Distribution of Soil and Plant Nutrients along a Trophic Gradient in the Florida Everglades

Historically, atmospheric precipitation has been the primary source of N and P to the Florida Everglades. Alterations to the natural hydrology, surface water runoff from agricultural lands, and controlled releases from Lake Okeechobee have increased nutrient loading to the Everglades. A nutrient front encompassing approximately 8000 ha has developed in a northern Everglades marsh, Water Conservation Area 2A (WCA‐2A; 44 684 ha), during the last three decades from surface water P and N loading, in addition to atmospheric inputs. Soil cores (0–60 cm) and plant tissue were collected from sawgrass, Cladium jamaicense Crantz, and cattail, Typha domingensis Pers., stands at a distance of 1.6, 5.6, and 9.3 km south of major surface water inflows in WCA‐2A; Site N (northern), Site C (central), and Site S (southern), respectively. Although N loading was approximately 10‐fold greater at Site N compared with Sites C and S, no significant difference in total N was found between sites at any soil depth. In contrast, P accumulated threefold in soils at Site N compared with Site S ( P < 0.05). Organic P accounted for approximately 75% of the total P. Acid‐extractable inorganic P (HCl‐P l ), as an indicator of Ca‐bound P, accounted for 80% of the inorganic P and was significantly correlated to dissolved P concentrations of the soil pore water ( r = 0.89). Alkali‐extractable inorganic P (NaOH‐P l ), as an indicator of the Fe‐ and Al‐bound P, comprised 20% of the total inorganic P. High pH values (> 8.0) were measured from pore water associated with benthic algal mats.
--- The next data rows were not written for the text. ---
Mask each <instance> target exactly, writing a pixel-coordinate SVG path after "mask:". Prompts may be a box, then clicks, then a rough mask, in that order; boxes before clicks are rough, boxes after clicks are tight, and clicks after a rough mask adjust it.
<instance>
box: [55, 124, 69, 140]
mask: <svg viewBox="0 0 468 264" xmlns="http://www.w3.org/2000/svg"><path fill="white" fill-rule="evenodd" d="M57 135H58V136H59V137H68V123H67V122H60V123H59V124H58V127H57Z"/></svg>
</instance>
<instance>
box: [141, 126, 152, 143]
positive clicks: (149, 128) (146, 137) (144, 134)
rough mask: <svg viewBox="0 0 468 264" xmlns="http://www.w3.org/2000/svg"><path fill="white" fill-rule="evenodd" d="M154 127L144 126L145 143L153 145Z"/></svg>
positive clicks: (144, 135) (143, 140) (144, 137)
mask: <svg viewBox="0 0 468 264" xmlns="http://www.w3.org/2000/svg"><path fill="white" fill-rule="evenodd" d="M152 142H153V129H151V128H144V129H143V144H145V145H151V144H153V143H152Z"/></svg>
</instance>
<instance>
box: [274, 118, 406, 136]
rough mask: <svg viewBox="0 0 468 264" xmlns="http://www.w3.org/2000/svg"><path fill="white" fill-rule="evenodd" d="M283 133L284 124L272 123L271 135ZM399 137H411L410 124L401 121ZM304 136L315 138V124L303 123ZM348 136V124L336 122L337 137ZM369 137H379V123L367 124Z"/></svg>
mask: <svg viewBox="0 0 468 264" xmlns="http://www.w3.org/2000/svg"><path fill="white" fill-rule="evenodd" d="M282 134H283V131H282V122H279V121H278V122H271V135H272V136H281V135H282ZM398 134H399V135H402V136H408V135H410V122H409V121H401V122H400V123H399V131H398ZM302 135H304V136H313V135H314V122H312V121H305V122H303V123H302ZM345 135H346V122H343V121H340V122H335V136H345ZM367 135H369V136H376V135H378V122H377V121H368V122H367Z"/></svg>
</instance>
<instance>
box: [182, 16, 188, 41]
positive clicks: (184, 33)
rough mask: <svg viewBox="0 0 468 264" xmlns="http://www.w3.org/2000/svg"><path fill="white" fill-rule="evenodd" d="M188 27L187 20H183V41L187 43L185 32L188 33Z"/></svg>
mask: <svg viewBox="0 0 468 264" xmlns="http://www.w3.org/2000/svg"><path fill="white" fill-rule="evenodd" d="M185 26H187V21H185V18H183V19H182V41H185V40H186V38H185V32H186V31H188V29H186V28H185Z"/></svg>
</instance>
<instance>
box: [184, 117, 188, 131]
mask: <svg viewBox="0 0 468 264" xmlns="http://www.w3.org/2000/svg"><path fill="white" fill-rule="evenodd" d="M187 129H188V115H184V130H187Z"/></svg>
Interstitial P concentrations were 2 to 3 orders of magnitude higher at Site N (> 1000 µg L −1 ) than at Site S (<4 µg L −1 ) and plant tissue N/P ratios at Site N and C were lower, 11:1 compared with 40:1 at Site S. These data suggest P may be an important nutrient limiting primary productivity in the Everglades and that Ca‐P precipitation, catalyzed by algal photosynthesis, may be an important mechanism for soil P assimilation.